SpaGene Advanced Spatial Transcriptomics Analysis: Spatially Variable Genes and Ligand-Receptor Colocalization
Background Introduction
Method Principle
Given a set of spatial locations, SpaGene first constructs a spatial network using k-nearest neighbors.
For each gene, SpaGene then extracts a subnetwork from the k-nearest neighbor graph, containing only cells/spots highly expressing that gene.
SpaGene quantifies subnetwork connectivity by calculating Earth Mover's Distance (EMD) between the subnetwork's degree distribution and that of a fully connected network.
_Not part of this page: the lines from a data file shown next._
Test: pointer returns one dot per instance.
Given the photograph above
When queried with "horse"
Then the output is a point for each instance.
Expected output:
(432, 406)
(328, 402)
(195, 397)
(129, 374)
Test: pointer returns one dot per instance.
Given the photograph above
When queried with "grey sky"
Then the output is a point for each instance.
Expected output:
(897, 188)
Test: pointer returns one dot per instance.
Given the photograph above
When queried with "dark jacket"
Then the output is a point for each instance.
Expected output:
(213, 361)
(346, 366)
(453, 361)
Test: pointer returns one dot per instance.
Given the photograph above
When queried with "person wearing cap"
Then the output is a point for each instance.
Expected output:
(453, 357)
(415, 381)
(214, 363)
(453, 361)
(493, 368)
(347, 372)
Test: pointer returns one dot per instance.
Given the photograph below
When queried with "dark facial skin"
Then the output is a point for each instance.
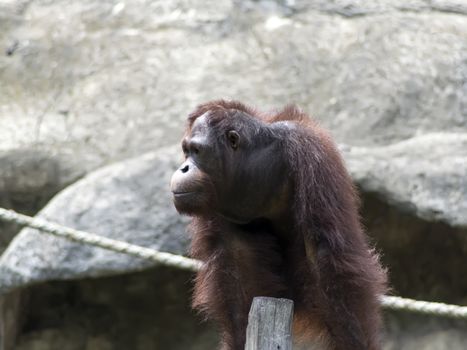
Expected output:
(227, 170)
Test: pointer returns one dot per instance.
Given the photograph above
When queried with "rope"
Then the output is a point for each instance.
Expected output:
(390, 302)
(100, 241)
(424, 307)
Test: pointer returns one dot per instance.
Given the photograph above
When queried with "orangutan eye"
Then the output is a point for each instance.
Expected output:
(233, 138)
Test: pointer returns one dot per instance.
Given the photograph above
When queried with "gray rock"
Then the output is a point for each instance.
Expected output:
(426, 175)
(128, 201)
(106, 81)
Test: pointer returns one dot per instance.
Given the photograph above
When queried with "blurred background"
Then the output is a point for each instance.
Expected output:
(93, 100)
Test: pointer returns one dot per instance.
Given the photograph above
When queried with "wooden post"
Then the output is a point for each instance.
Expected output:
(269, 324)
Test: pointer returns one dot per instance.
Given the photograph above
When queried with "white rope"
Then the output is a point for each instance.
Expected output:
(390, 302)
(100, 241)
(424, 307)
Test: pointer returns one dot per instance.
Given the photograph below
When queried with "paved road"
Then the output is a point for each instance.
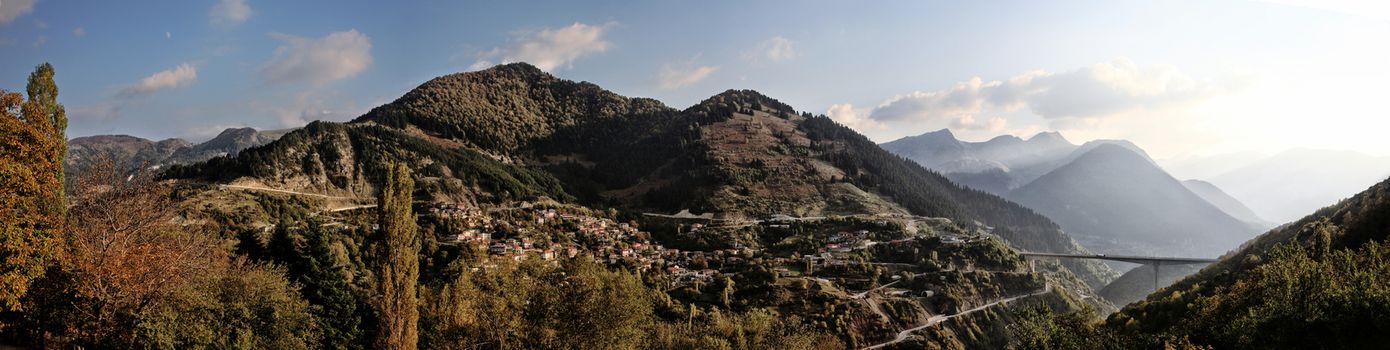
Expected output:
(936, 320)
(1126, 259)
(870, 290)
(353, 207)
(280, 190)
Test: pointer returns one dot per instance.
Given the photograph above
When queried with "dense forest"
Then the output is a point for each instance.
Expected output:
(1314, 284)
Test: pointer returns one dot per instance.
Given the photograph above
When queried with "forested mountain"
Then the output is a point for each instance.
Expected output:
(995, 165)
(1226, 203)
(780, 186)
(1314, 284)
(516, 132)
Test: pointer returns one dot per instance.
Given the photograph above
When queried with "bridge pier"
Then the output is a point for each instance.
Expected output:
(1157, 263)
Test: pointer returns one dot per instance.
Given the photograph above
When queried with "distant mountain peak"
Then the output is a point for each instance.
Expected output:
(742, 99)
(1050, 138)
(1005, 139)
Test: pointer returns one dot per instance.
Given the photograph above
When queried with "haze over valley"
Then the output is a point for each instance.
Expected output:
(239, 174)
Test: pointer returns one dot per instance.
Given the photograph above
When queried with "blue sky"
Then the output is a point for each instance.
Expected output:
(1175, 77)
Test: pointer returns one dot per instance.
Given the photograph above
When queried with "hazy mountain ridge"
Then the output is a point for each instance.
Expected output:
(1114, 193)
(1226, 203)
(737, 153)
(132, 152)
(1079, 186)
(1315, 282)
(1287, 185)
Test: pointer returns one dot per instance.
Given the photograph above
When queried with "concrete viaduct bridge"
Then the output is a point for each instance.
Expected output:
(1151, 261)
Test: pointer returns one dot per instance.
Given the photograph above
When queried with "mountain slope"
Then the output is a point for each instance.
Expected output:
(1226, 203)
(514, 132)
(228, 142)
(127, 150)
(132, 152)
(1314, 284)
(1118, 199)
(1292, 184)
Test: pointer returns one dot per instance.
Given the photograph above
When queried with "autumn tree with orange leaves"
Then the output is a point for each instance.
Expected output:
(32, 204)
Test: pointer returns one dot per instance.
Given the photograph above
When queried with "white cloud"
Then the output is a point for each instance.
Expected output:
(774, 49)
(313, 106)
(551, 49)
(177, 77)
(306, 60)
(1101, 90)
(228, 13)
(97, 113)
(683, 74)
(994, 124)
(848, 115)
(14, 9)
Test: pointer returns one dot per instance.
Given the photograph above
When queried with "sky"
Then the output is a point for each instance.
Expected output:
(1178, 78)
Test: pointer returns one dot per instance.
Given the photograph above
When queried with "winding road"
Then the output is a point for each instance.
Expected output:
(937, 320)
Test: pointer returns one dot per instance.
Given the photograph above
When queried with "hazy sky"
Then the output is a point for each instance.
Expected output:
(1175, 77)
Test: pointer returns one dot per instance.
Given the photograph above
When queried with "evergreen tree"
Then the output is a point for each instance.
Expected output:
(398, 267)
(325, 286)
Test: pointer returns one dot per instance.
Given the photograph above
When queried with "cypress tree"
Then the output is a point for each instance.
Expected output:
(398, 267)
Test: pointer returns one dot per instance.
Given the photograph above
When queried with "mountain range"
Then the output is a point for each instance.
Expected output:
(1109, 195)
(516, 132)
(131, 152)
(1285, 186)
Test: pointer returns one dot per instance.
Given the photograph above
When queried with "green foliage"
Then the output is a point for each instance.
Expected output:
(537, 306)
(398, 267)
(32, 202)
(249, 307)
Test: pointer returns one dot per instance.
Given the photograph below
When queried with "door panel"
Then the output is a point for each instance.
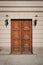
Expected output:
(21, 36)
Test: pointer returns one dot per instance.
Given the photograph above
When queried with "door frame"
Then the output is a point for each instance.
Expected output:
(31, 34)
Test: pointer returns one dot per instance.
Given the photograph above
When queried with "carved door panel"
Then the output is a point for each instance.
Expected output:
(21, 36)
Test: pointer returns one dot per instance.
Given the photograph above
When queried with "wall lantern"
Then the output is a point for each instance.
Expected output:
(35, 22)
(6, 21)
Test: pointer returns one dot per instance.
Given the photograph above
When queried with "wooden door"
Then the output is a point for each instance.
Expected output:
(21, 36)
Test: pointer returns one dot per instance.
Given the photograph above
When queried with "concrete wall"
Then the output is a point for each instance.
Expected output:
(21, 10)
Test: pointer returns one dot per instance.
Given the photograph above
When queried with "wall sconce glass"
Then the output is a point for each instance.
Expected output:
(35, 22)
(6, 21)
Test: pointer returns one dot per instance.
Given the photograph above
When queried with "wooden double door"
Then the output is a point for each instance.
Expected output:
(21, 36)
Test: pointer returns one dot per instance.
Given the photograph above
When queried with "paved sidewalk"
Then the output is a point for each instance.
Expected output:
(21, 59)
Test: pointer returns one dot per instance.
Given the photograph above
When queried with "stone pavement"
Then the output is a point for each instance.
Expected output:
(21, 59)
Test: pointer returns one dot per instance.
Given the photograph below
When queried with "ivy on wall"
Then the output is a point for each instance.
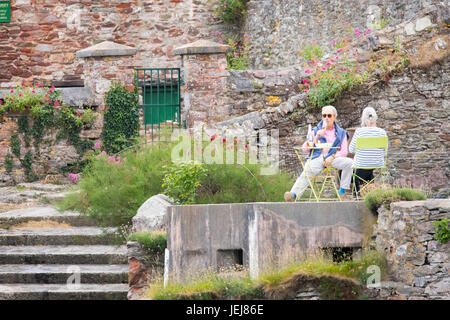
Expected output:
(44, 107)
(121, 119)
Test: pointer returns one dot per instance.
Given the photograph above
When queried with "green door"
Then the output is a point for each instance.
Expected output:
(161, 95)
(161, 104)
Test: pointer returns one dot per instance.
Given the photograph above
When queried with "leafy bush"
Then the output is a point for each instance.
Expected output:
(378, 197)
(154, 241)
(442, 231)
(181, 180)
(121, 121)
(112, 192)
(234, 183)
(231, 11)
(238, 56)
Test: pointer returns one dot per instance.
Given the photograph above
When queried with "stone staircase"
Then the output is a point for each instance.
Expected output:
(36, 264)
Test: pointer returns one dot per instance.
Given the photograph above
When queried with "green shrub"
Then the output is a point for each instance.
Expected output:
(154, 241)
(378, 197)
(442, 231)
(9, 162)
(231, 11)
(181, 180)
(234, 183)
(15, 145)
(112, 192)
(121, 120)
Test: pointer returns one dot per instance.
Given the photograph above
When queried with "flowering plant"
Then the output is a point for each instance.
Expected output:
(36, 99)
(328, 77)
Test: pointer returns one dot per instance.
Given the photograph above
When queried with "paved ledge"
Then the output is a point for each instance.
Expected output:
(105, 49)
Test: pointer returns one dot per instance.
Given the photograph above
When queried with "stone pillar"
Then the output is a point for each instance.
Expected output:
(104, 62)
(204, 66)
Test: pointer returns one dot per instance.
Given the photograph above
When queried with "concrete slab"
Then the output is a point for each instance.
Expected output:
(259, 235)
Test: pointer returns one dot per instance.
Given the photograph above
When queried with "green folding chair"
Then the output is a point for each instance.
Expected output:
(363, 143)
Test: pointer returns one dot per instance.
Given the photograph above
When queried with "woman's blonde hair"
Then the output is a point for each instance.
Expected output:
(369, 116)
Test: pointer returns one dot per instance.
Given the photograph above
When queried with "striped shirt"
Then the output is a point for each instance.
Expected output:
(368, 158)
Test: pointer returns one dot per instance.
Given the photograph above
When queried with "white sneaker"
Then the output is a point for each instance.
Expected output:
(289, 197)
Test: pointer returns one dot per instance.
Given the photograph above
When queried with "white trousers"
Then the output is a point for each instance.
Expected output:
(314, 167)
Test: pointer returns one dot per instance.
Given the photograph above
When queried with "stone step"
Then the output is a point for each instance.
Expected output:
(63, 292)
(60, 273)
(44, 213)
(92, 254)
(57, 236)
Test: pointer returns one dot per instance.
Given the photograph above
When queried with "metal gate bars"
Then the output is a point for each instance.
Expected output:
(161, 98)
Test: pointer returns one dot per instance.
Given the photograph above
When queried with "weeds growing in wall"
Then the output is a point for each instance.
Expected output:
(44, 107)
(121, 121)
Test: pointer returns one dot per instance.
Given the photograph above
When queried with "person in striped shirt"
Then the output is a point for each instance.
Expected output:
(367, 158)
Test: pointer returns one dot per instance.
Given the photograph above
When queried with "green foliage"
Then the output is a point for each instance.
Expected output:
(88, 117)
(112, 193)
(121, 121)
(235, 183)
(24, 128)
(9, 163)
(181, 181)
(442, 231)
(211, 285)
(207, 286)
(378, 197)
(15, 145)
(383, 23)
(311, 52)
(155, 241)
(71, 126)
(231, 11)
(238, 56)
(27, 163)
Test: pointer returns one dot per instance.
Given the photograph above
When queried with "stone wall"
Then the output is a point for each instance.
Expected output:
(277, 29)
(418, 264)
(40, 42)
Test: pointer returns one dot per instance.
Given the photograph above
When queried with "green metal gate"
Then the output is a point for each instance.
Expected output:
(161, 97)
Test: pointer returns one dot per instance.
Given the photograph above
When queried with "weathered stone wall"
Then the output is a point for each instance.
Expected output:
(53, 155)
(413, 108)
(277, 29)
(418, 264)
(145, 266)
(42, 38)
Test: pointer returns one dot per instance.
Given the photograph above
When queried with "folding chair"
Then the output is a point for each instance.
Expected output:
(318, 183)
(364, 143)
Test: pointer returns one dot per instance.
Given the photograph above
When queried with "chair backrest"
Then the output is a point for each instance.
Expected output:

Finally, SpaGene compares observed distances with expected distances obtained via random permutation.
Method Application
SpaGene identifies spatially variable genes and their distribution patterns by quantifying spatial clustering of gene expression.
Ligand-Receptor Colocalization: Reveals potential mechanisms of intercellular communication by analyzing spatial co-expression patterns of ligands and receptors.
Combining SpaGene and ligand-receptor colocalization analysis allows for more comprehensive study of biological significance in spatial transcriptomics data.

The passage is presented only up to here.